Seasonality of Childhood Cryptosporidiosis Linked

Poster No. 28
Seasonality of Childhood Cryptosporidiosis Linked to Temperature and Precipitation: A Meta-analysis Approach
Jyotsna Jagai and Elena Naumova
Presented by:
Jyotsna Jagai
Department of Public Health and Family Medicine, Tufts University School of Medicine
The incidence of cryptosporidiosis infection (CPI) typically exhibits a seasonal pattern with periods of low
incidence alternated by periods of outbreak clusters. Outbreaks of cryptosporidiosis are often associated with water
contamination. Several studies conducted in tropical climates have found an increase in CPI during the rainy
season. In temperate climates, spring and fall waves in cryptosporidiosis have been typically observed. We
conducted a meta-analysis study to examine how a seasonal pattern in childhood CPI relates to ambient temperature
and precipitation on a global worldwide scale using a mixed effects modeling approach.

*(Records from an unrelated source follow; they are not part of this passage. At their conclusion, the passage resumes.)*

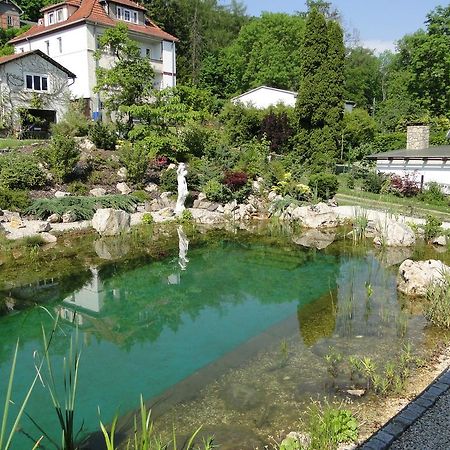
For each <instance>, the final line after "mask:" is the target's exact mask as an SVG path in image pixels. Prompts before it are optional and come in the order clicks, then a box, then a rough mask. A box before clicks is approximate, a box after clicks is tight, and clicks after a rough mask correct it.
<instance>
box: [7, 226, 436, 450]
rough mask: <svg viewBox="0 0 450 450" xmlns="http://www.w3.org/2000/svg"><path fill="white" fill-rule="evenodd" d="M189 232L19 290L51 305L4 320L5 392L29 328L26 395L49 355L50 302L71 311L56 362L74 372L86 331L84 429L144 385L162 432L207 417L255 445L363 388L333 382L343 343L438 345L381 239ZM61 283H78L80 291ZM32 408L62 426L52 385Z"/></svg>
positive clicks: (139, 396) (245, 233)
mask: <svg viewBox="0 0 450 450" xmlns="http://www.w3.org/2000/svg"><path fill="white" fill-rule="evenodd" d="M269 235H270V233H269ZM178 237H179V238H180V239H181V242H180V250H179V251H180V252H178V250H171V251H169V253H168V254H167V255H165V256H164V257H162V258H160V259H155V258H140V259H139V260H136V261H134V260H128V261H124V262H121V263H115V264H112V263H110V264H108V265H104V266H101V267H90V268H89V267H87V268H86V269H85V271H84V272H83V273H77V274H74V275H73V279H72V280H70V279H68V278H67V277H66V278H64V280H62V281H61V280H59V279H58V274H55V277H54V278H52V279H48V280H42V281H41V282H40V283H38V284H33V285H31V286H24V287H22V288H16V289H15V290H14V295H16V296H17V297H20V295H21V294H22V295H26V296H27V297H28V298H30V297H31V298H33V296H34V297H35V298H39V300H40V302H41V303H42V302H43V304H44V305H45V308H46V309H43V308H42V307H41V306H34V307H31V308H27V309H25V310H23V311H20V312H17V313H14V311H12V313H10V314H7V315H5V316H3V317H2V318H1V319H0V337H1V340H0V342H1V346H0V373H1V374H2V376H1V379H0V388H1V392H2V393H4V392H5V391H6V386H7V376H6V375H7V374H8V373H9V367H10V364H11V358H12V354H13V349H14V346H15V343H16V340H17V338H18V337H20V351H19V355H18V360H17V368H16V377H15V380H14V393H15V394H14V397H13V398H14V400H16V401H17V400H19V399H20V398H21V393H25V392H26V390H27V388H28V386H29V384H30V382H31V380H32V378H33V376H34V373H35V364H36V352H38V354H42V348H43V344H42V332H41V325H42V324H43V325H44V327H45V328H46V329H47V330H49V329H51V327H52V323H53V320H52V318H51V317H50V314H49V313H51V314H52V315H56V313H58V314H59V315H60V318H61V319H60V321H59V327H58V329H57V331H56V334H55V336H54V340H53V342H52V344H51V348H50V353H51V355H52V356H51V359H52V363H53V367H54V371H55V375H56V376H57V377H58V375H61V376H60V378H61V379H62V360H63V357H64V355H66V354H67V349H68V346H69V341H70V338H71V336H73V335H74V334H75V333H76V331H75V329H77V330H78V331H77V333H78V341H79V346H80V348H81V363H80V371H79V380H78V384H79V388H78V395H77V399H76V403H77V407H76V414H77V420H78V426H81V424H82V422H83V423H84V426H83V430H84V431H83V433H85V434H88V433H89V432H95V431H96V430H97V429H98V424H99V412H98V410H99V408H100V413H101V419H102V421H103V422H104V423H109V422H111V421H112V419H113V417H114V416H115V415H116V414H118V415H119V416H121V417H125V416H126V414H127V413H128V412H130V411H133V410H134V409H135V408H136V407H137V406H138V403H139V397H140V395H141V394H142V396H143V397H144V399H145V400H146V401H147V404H148V405H152V410H153V417H154V419H155V421H156V426H157V428H158V430H160V431H161V432H163V433H165V432H166V433H170V432H171V430H172V426H173V424H175V425H176V427H177V431H178V432H179V433H181V434H187V433H189V432H193V431H194V430H195V429H196V428H198V427H199V426H200V425H203V426H204V433H207V434H210V435H215V436H216V438H217V441H218V442H219V443H220V444H222V446H221V448H229V449H236V448H243V449H247V448H248V449H252V448H255V447H257V446H259V447H260V448H261V446H262V445H264V444H268V443H270V438H269V437H268V436H269V435H275V434H276V433H277V432H279V431H281V430H288V431H289V428H290V427H291V426H293V424H295V423H296V422H297V421H298V418H299V416H300V415H301V413H302V411H304V410H305V409H306V408H307V407H308V405H309V403H310V401H311V398H323V397H324V396H330V397H332V396H334V395H341V392H342V391H345V389H347V388H350V387H351V383H350V381H349V380H347V379H344V378H341V379H334V380H331V379H330V375H329V373H328V372H327V364H326V361H325V356H326V355H327V354H329V353H330V352H339V353H340V354H342V355H344V356H348V355H358V356H361V357H362V356H371V357H374V358H378V359H380V358H381V359H386V358H391V357H395V355H396V354H397V353H398V352H399V351H400V349H401V348H402V345H403V344H404V342H406V341H408V342H411V343H412V344H413V346H414V348H416V349H417V351H421V350H423V349H424V348H426V346H427V343H428V340H429V338H430V333H431V332H430V330H429V329H428V328H427V327H426V322H425V320H424V318H423V317H422V315H421V314H417V313H414V311H410V309H409V308H408V307H407V303H404V302H403V300H402V299H400V298H399V297H398V295H397V291H396V287H395V286H396V284H395V277H396V268H395V267H394V268H392V267H389V266H387V265H386V263H385V262H383V260H382V258H380V256H379V255H377V254H375V253H374V251H373V249H371V248H369V249H367V250H365V249H361V248H357V249H355V248H354V247H352V246H351V245H347V244H343V243H339V242H338V243H335V244H332V245H331V246H330V247H328V248H327V249H326V250H323V251H316V250H312V249H306V248H303V247H300V246H298V245H296V244H294V243H293V242H292V239H291V236H290V235H289V234H286V235H285V236H283V237H277V239H271V238H269V239H264V238H261V237H258V236H256V237H255V236H252V235H251V234H249V233H246V232H243V231H240V232H236V233H234V234H228V233H225V232H214V233H209V234H205V235H202V236H197V237H196V238H195V239H194V240H193V241H191V245H190V248H189V249H188V250H187V248H186V244H187V242H186V239H187V238H185V236H184V233H183V231H182V230H180V231H179V234H178ZM269 237H270V236H269ZM75 280H78V283H77V282H75ZM79 280H83V283H84V284H83V283H81V285H79V284H80V283H79ZM61 283H65V284H66V285H69V286H71V283H72V284H73V285H74V286H76V287H74V288H73V291H72V292H69V293H67V292H66V291H65V290H63V289H61V286H60V284H61ZM77 284H78V285H77ZM63 291H64V294H63V295H62V296H61V297H58V293H60V292H63ZM4 294H5V295H6V294H7V295H8V296H9V297H10V296H11V295H12V294H11V292H9V293H6V292H4ZM46 298H47V299H48V301H45V299H46ZM57 381H58V380H57ZM342 398H343V397H342ZM28 414H29V416H30V417H31V418H32V419H33V420H35V421H36V422H38V424H39V425H40V426H41V427H42V428H43V429H44V430H46V431H47V432H49V431H50V432H51V434H53V436H59V435H58V432H59V429H58V427H57V425H56V415H55V413H54V411H53V410H52V407H51V402H50V399H49V394H48V391H47V389H46V387H44V386H43V384H42V383H38V385H37V386H36V388H35V390H34V392H33V394H32V398H31V401H30V404H29V408H28ZM129 425H130V422H129V420H127V418H126V417H125V418H123V419H122V420H121V421H120V428H121V430H122V431H123V432H126V431H127V427H129ZM128 431H129V430H128ZM40 435H41V433H40V432H39V431H38V430H37V429H36V427H35V425H33V424H32V423H31V422H30V421H29V420H24V421H23V424H22V429H21V432H20V433H19V436H18V439H17V444H16V445H17V447H15V448H24V449H25V448H31V447H32V445H30V443H31V441H30V440H29V437H34V438H36V439H37V438H39V436H40ZM27 436H28V437H27ZM56 440H59V437H57V438H56ZM44 444H45V441H44ZM45 448H51V446H50V445H49V446H48V447H45Z"/></svg>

We abstracted CPI monthly incidence data from 13 published studies which satisfied three criteria: 1) a study
includes at least one year of data; 2) monthly incidence data are reported; and 3) study subjects are primarily
children. In order to normalize the incidence data, monthly counts of cases or percent prevalence were converted
into z-scores, a measure of relative incidence. Based on the study’s longitude and latitude, we supplemented
monthly relative incidence data with aggregated norms for ambient temperature and precipitation, obtained from
the National Climatic Data Center databases. We applied a linear mixed effect model to link the incidence z-score
with temperature and precipitation values adjusting for the latitude of the study’s location.

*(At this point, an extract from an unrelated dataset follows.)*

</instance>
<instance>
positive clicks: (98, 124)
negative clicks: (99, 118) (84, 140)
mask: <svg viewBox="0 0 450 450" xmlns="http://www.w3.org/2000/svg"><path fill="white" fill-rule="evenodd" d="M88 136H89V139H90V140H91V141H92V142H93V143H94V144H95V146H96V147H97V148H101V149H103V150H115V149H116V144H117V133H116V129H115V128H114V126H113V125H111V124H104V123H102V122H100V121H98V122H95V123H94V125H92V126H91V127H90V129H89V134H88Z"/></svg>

In areas with high annual precipitation (above 10 inches per year & latitude <15o), the month with the highest
incidence coincided with either the month of highest precipitation level (2 studies); or the month with moderate
precipitation of 1.5-2 inches after a dry period of 2-3 months (5 studies). In localities with temperate climate
(mean precipitation 1.95 +/-1.43 inches per month), two seasonal patterns were observed, with the dominant spring
(3 studies) or fall waves (3 studies). The results of the modeling indicate, that precipitation alone explained 9 to 12
percent of variation in the relative CPI incidence. On average, with a one inch increase in monthly precipitation, the
relative incidence increased by 0.05 [95%CI: 0.02 – 0.08]. There was also a strong synergetic effect of high
temperature and high precipitation levels on the incidence of CPI.
Poster No. 28
The observed associations between CPI incidence and precipitation support the following: while climatic conditions
typically define or restrict a habitat area of a pathogen, meteorological factors can affect timing and intensity of
infectious outbreaks, thereby leading to different seasonal patterns in various climates of the world. Further
research is needed to quantify this phenomenon.